The difficulty of scaling Online Social Networks (OSNs) has introduced new system design challenges that has often caused costly re-architecting for services like Twitter and Facebook. The complexity of interconnection of users in social networks has introduced new scalability challenges. Conventional vertical scaling by resorting to full replication can be a costly proposition. Horizontal scaling by partitioning and distributing data among multiples servers – e.g. using DHTs – can lead to costly inter-server communication.

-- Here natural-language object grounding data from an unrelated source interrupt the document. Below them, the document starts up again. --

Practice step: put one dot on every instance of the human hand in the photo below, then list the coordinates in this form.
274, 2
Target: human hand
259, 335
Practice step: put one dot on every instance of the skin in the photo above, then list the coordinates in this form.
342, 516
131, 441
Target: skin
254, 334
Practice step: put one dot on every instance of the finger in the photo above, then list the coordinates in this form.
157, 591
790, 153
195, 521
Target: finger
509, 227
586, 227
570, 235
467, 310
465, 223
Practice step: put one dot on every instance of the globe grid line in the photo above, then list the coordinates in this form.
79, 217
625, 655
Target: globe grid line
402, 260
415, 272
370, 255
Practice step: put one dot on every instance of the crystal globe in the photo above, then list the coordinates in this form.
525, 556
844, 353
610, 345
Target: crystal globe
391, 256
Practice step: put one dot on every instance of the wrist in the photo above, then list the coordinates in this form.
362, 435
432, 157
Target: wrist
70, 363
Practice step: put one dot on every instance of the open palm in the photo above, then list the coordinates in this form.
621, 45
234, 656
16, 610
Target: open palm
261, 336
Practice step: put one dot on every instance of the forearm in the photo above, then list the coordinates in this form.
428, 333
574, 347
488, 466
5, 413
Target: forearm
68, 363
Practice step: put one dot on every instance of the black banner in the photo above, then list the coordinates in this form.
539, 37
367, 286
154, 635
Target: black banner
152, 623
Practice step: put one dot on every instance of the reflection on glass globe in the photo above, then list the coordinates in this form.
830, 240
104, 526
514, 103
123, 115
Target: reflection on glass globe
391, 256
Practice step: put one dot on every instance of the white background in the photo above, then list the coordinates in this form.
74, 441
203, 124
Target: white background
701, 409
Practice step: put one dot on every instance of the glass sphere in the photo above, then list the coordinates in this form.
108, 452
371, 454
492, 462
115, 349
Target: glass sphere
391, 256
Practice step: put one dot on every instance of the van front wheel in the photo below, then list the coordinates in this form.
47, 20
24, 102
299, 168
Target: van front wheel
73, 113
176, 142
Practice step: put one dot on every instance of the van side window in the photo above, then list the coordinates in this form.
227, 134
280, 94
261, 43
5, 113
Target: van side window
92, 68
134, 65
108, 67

We design, implement, and evaluate SPAR, a social partitioning and replication middle-ware that transparently leverages the social graph structure to achieve data locality while minimizing replication. SPAR guarantees that for all users in an OSN, their direct neighbor’s data is co-located in the same server. The gains from this approach are multi-fold: application developers can assume local semantics, i.e., develop as they would for a single server; scalability is achieved by adding commodity servers with low memory and network I/O requirements; and redundancy is achieved at a fraction of the cost.
We detail our system design and an evaluation based on datasets from Twitter, Orkut, and Facebook, with a working implementation. We show that SPAR incurs minimum overhead, and can help a well-known open-source Twitter clone reach Twitter’s scale without changing a line of its application logic and achieves higher throughput than Cassandra, Facebook’s DHT based key-value store database.